In “The Marvelous Mrs. Maisel,” production sound mixer Mathew Price, a six-time nominee for “The Sopranos,” used period microphones to authenticate its 1950s soundscape. “Our budget improved in season two, so we were able to modify the vintage shells Miriam [Rachel Brosnahan] uses during her comedic routines with elements to make them working microphones,” says Price. “Then Ron Bochar, our supervising sound editor, and the post team were then able to spatialize it to make it sound like the place she’s performing in. It’s subtle but improves the viewers’ experience considerably.”

During the filming of Showtime’s “Escape at Dannemora,” production sound mixer Tom Nelson relied on bodypack microphones to capture performance and placed surround sound mics to record the reverberant echoes of prison life. “We set out to capture the realism of the locations,” says Nelson. “The cell doors, the background conversations, the noises made by inmates — we wanted the audience to feel as if they were there.” The result allowed re-recording mixers Bob Chefalas and Jacob Ribicoff, who also served as supervising editor, to combine production sound with other recorded elements to immerse viewers in the seven-episode limited series that dramatizes the real-life story of two inmates breaking out of the Clinton Correctional Facility.

Emmy-winning production sound mixer Benjamin Patrick of HBO’s “Barry” says requesting “paint out” approval — shots where a boom microphone is plainly visible but will be digitally removed later — can go a long way in improving scene dynamics. “When a complex, multiple camera shot calls for sound to break the frame of one shot in order to capture the perspective of another shot, we are the only voice on set to ask for it,” notes Patrick. “Producers are more involved, as they need to consider the production value between boom mic dialog versus bodypack dialog, but I’m a firm believer that the boom captures all the nuances of a performance and connects actors in their environment better than anything else.”

Supervising sound editor Trevor Gates and the close-knit sound team behind Netflix’s “The Haunting of Hill House” developed a sound track rich in atmospheric overtones to propel the terrifying allegory. “We had to be very articulate and specific with the choices we made from a design standpoint while finding the right moments to do some creative things to draw the audience in,” says Gates.

For Fox’s version of “Rent,” due to a lead actor’s unforeseen injury, only the last act was televised live, while everything else was broadcasted from a previous rehearsal. Veteran sound mixer Mark King understood the importance of actors finding their full emotional range even during dress rehearsals. “We struggled with that early on as the performers were trying to save their voices for the live show, but as we drew closer, we asked them to give us everything they had.” Doing so not only allowed the sound to refine the resonating performances but the request might have saved the show from not airing.
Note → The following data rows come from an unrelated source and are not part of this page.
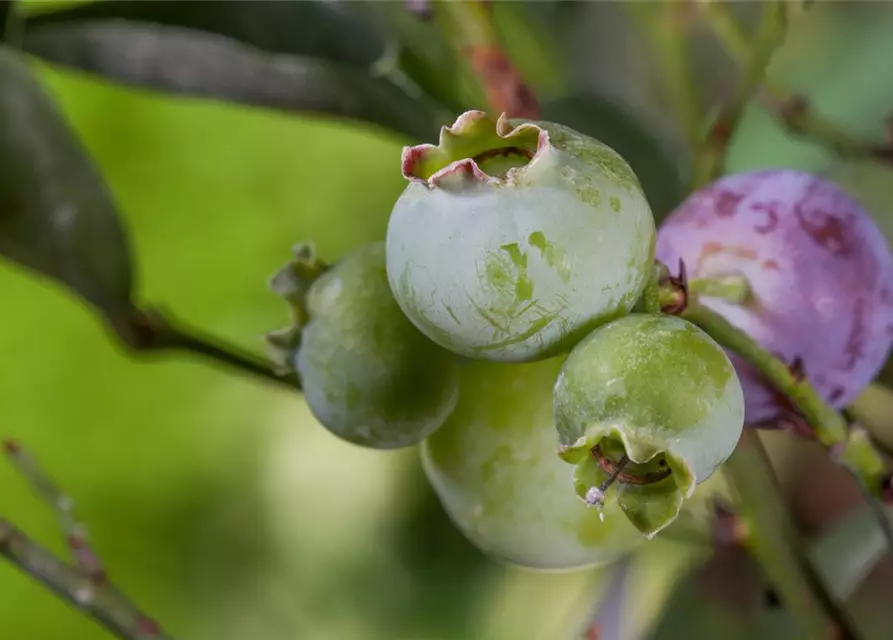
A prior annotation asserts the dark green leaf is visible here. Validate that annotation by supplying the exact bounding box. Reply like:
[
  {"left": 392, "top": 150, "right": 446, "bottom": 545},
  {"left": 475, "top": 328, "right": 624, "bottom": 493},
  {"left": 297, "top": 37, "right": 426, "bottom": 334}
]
[
  {"left": 543, "top": 94, "right": 684, "bottom": 221},
  {"left": 26, "top": 0, "right": 384, "bottom": 68},
  {"left": 648, "top": 547, "right": 799, "bottom": 640},
  {"left": 0, "top": 46, "right": 133, "bottom": 317},
  {"left": 25, "top": 20, "right": 439, "bottom": 139}
]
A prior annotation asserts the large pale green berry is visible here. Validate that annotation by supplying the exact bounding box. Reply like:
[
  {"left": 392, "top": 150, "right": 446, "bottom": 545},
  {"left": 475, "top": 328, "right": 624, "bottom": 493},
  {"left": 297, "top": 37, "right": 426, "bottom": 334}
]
[
  {"left": 387, "top": 111, "right": 655, "bottom": 362},
  {"left": 554, "top": 314, "right": 744, "bottom": 535},
  {"left": 271, "top": 243, "right": 458, "bottom": 449},
  {"left": 422, "top": 358, "right": 645, "bottom": 570}
]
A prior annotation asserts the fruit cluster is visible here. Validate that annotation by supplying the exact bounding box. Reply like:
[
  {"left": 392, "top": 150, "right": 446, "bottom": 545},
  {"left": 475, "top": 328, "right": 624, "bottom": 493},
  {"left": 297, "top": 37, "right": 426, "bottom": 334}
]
[{"left": 270, "top": 111, "right": 893, "bottom": 569}]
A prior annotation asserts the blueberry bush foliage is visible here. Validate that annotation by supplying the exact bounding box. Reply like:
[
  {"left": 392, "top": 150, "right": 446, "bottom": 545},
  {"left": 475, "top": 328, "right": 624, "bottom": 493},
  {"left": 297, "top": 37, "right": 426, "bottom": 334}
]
[{"left": 0, "top": 0, "right": 893, "bottom": 640}]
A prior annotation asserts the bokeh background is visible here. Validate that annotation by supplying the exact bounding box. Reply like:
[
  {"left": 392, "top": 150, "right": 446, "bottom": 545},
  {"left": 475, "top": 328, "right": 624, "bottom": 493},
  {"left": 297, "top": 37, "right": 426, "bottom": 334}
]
[{"left": 0, "top": 0, "right": 893, "bottom": 640}]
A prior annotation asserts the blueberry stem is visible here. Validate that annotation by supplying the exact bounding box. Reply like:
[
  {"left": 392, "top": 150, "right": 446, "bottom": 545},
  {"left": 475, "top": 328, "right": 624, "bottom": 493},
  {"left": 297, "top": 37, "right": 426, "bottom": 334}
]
[
  {"left": 688, "top": 275, "right": 750, "bottom": 304},
  {"left": 586, "top": 455, "right": 629, "bottom": 507},
  {"left": 0, "top": 440, "right": 171, "bottom": 640}
]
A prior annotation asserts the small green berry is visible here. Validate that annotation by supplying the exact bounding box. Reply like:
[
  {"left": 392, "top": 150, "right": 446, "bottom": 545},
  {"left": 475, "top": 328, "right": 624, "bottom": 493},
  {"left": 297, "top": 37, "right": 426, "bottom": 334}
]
[{"left": 554, "top": 314, "right": 744, "bottom": 536}]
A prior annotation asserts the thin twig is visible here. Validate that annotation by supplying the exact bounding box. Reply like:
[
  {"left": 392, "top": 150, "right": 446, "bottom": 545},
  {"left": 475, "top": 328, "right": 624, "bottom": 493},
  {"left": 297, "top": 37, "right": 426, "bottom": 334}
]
[
  {"left": 0, "top": 440, "right": 172, "bottom": 640},
  {"left": 626, "top": 0, "right": 702, "bottom": 153},
  {"left": 435, "top": 0, "right": 540, "bottom": 119},
  {"left": 704, "top": 2, "right": 893, "bottom": 168},
  {"left": 693, "top": 0, "right": 787, "bottom": 189},
  {"left": 114, "top": 308, "right": 301, "bottom": 390}
]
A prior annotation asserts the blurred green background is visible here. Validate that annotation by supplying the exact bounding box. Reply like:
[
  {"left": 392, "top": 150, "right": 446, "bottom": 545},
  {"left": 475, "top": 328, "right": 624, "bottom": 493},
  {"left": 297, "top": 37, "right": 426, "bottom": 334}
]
[{"left": 0, "top": 0, "right": 893, "bottom": 640}]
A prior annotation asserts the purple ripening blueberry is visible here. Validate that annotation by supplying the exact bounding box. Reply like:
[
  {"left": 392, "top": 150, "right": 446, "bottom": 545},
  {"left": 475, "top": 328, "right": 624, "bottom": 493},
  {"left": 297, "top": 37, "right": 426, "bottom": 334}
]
[{"left": 656, "top": 169, "right": 893, "bottom": 423}]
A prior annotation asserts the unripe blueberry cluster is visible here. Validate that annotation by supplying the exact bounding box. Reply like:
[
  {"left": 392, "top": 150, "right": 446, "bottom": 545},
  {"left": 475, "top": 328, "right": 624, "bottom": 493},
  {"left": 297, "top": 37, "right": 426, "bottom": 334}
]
[{"left": 271, "top": 111, "right": 893, "bottom": 569}]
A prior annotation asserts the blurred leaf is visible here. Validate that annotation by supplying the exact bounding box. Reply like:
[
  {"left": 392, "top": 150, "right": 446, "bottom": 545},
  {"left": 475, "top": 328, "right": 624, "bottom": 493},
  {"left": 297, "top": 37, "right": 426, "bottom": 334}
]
[
  {"left": 492, "top": 0, "right": 575, "bottom": 102},
  {"left": 809, "top": 505, "right": 890, "bottom": 602},
  {"left": 543, "top": 94, "right": 684, "bottom": 221},
  {"left": 0, "top": 42, "right": 133, "bottom": 317},
  {"left": 728, "top": 2, "right": 893, "bottom": 173},
  {"left": 25, "top": 21, "right": 438, "bottom": 138},
  {"left": 0, "top": 0, "right": 16, "bottom": 40},
  {"left": 26, "top": 0, "right": 384, "bottom": 69},
  {"left": 647, "top": 547, "right": 799, "bottom": 640},
  {"left": 339, "top": 0, "right": 474, "bottom": 112}
]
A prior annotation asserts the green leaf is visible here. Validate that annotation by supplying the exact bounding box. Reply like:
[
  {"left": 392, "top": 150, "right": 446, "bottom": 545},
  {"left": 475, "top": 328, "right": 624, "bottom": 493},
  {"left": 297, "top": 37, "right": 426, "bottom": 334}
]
[
  {"left": 809, "top": 505, "right": 891, "bottom": 602},
  {"left": 26, "top": 0, "right": 384, "bottom": 69},
  {"left": 0, "top": 46, "right": 133, "bottom": 320},
  {"left": 25, "top": 21, "right": 439, "bottom": 139},
  {"left": 543, "top": 94, "right": 684, "bottom": 221},
  {"left": 647, "top": 547, "right": 799, "bottom": 640},
  {"left": 728, "top": 2, "right": 893, "bottom": 173},
  {"left": 343, "top": 0, "right": 484, "bottom": 113}
]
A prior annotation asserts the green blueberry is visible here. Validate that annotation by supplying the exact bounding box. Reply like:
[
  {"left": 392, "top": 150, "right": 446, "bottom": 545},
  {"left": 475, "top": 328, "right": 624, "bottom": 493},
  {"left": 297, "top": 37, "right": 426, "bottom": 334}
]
[
  {"left": 269, "top": 243, "right": 458, "bottom": 449},
  {"left": 554, "top": 314, "right": 744, "bottom": 536},
  {"left": 387, "top": 111, "right": 655, "bottom": 362},
  {"left": 421, "top": 358, "right": 645, "bottom": 570}
]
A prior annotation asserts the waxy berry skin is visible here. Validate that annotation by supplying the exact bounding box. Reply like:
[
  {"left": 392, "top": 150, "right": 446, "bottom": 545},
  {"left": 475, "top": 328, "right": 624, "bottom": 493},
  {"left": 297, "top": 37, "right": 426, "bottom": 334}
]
[
  {"left": 387, "top": 111, "right": 655, "bottom": 362},
  {"left": 268, "top": 242, "right": 459, "bottom": 449},
  {"left": 422, "top": 357, "right": 645, "bottom": 571},
  {"left": 553, "top": 313, "right": 744, "bottom": 536},
  {"left": 656, "top": 169, "right": 893, "bottom": 423}
]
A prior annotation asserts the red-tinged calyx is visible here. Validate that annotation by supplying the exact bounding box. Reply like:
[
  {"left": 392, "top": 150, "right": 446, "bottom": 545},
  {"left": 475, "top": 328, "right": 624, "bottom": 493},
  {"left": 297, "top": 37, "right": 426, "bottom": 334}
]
[{"left": 403, "top": 111, "right": 549, "bottom": 188}]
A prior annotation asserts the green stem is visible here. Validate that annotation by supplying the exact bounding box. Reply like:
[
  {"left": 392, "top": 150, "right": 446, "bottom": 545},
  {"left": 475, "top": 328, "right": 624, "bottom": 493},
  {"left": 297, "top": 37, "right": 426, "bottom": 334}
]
[
  {"left": 112, "top": 308, "right": 301, "bottom": 390},
  {"left": 688, "top": 276, "right": 750, "bottom": 304},
  {"left": 642, "top": 278, "right": 661, "bottom": 313},
  {"left": 626, "top": 0, "right": 702, "bottom": 152},
  {"left": 723, "top": 429, "right": 857, "bottom": 640},
  {"left": 654, "top": 267, "right": 887, "bottom": 496},
  {"left": 693, "top": 0, "right": 787, "bottom": 189},
  {"left": 435, "top": 0, "right": 540, "bottom": 119}
]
For Hulu’s six-hour limited series “Catch-22,” supervising editor Jerry Ross, sound designer Christopher Assells and re-recording mixers Todd Beckett and Dan Hiland set out to detail the aural psyche of a WWII bombardier. “We treated the mix like a feature film, but we didn’t want it to feel overdone or too polished. We instead sought a very natural and visceral track,” says Ross.

Four B-25 aircrafts were recorded on location in Italy by production sound mixer Maurizio Argentieri. “With the library of sounds Maurizio created, we were able to detail different interior and exterior perspectives of the plane for each mission, adding authenticity and subtext,” notes Ross, who called the project a total team effort.